In a statement to commemorate Africa Day which falls today, May 25, 2011, Dr. Ibrahim Assane Mayaki, CEO of the NEPAD Agency, stated; “It must be said that the 2001 formation of NEPAD as the Development Programme of the African Union and its African Peer Review Mechanism (APRM) has helped to enhance the growth of the continent and its political and corporate governance.”
According to him, since the adoption of NEPAD, the Heads of State and Government have used it as an entry point in their engagements on Africa at the global level and they have also used it as a platform for the coordination of development priorities at the continental level.
Dr. Assane Mayaki disclosed that NEPAD has focused on priority areas and also spearheaded the development of strategic frameworks in areas such as the Comprehensive Africa Agriculture Development Programme (CAADP) in agriculture, to the Short term Action Plan and Middle-to-Long-Term Strategic Framework in Infrastructure – that are crucial to enhance regional integration and development.
“Critically, NEPAD has also provided us all with the vision, platform and vehicle for domestic and external resource mobilisation for the development of the continent,” he stressed.
In view of this immense contribution from NEPAD, he has called on all Africans to use Africa Day to take stock of the continent’s achievements and “to genuinely re-focus our energies on addressing the challenges that we are faced with as Africans.”
He also urged that the recent uprisings by youth in some parts of the continent should work to remind all to use the Day to critically look at Africa’s past in order to make a better tomorrow for all of its people.
Expressing optimism for the future of Africa, the NEPAD Agency’s CEO said; “The myriad of crises, particularly the escalating oil prices, the high food prices and subsidy distortions in the global market, may make it look like as if things are beyond our control. However, as we celebrate ‘Africa Day’, I would like to call upon all Africans to remember that through NEPAD we have our home – grown frameworks, such as CAADP, which posses practical solutions and corrective policies that can be used to address some of these challenges and bring about genuine socio-economic transformation.”
Re-echoing that NEPAD is at the fore-front of pushing for the appropriate development policies and decisions that have been taken at the continental-level, he said; “now more than ever is the time for us all to live up to the courage of our convictions for a great Africa and a new reality of a vibrant and resilient people – as is espoused by NEPAD.
The Day and the entire week will be used to kick-start a series of year-long events and engagements that are being organised to mark the 10th Anniversary of NEPAD which also falls this year.
In 2010, the relevance of NEPAD took on new impetus when the NEPAD programme was fully integrated into the AU at the 14th AU Assembly.
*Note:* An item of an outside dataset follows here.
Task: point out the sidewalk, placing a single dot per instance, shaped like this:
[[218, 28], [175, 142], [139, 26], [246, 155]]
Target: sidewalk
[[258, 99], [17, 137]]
Now, for the first time, an African regional initiative has been institutionalised to establish a development agency within the AU family – the NEPAD Agency, which implements the AU’s NEPAD development agenda.
The NEPAD Planning and Coordinating Agency (NEPAD Agency) as the technical body of the African Union, works closely with the African Union Commission (AUC), regional economic communities, national governments, civil society and the private sector to push for programmes and projects that focus on improving the lives of the African people.
The NEPAD Agency is the leading African development expert, able to mobilise the private sector, heads of state and African people as a force for positive change, building continental prosperity and regional integration.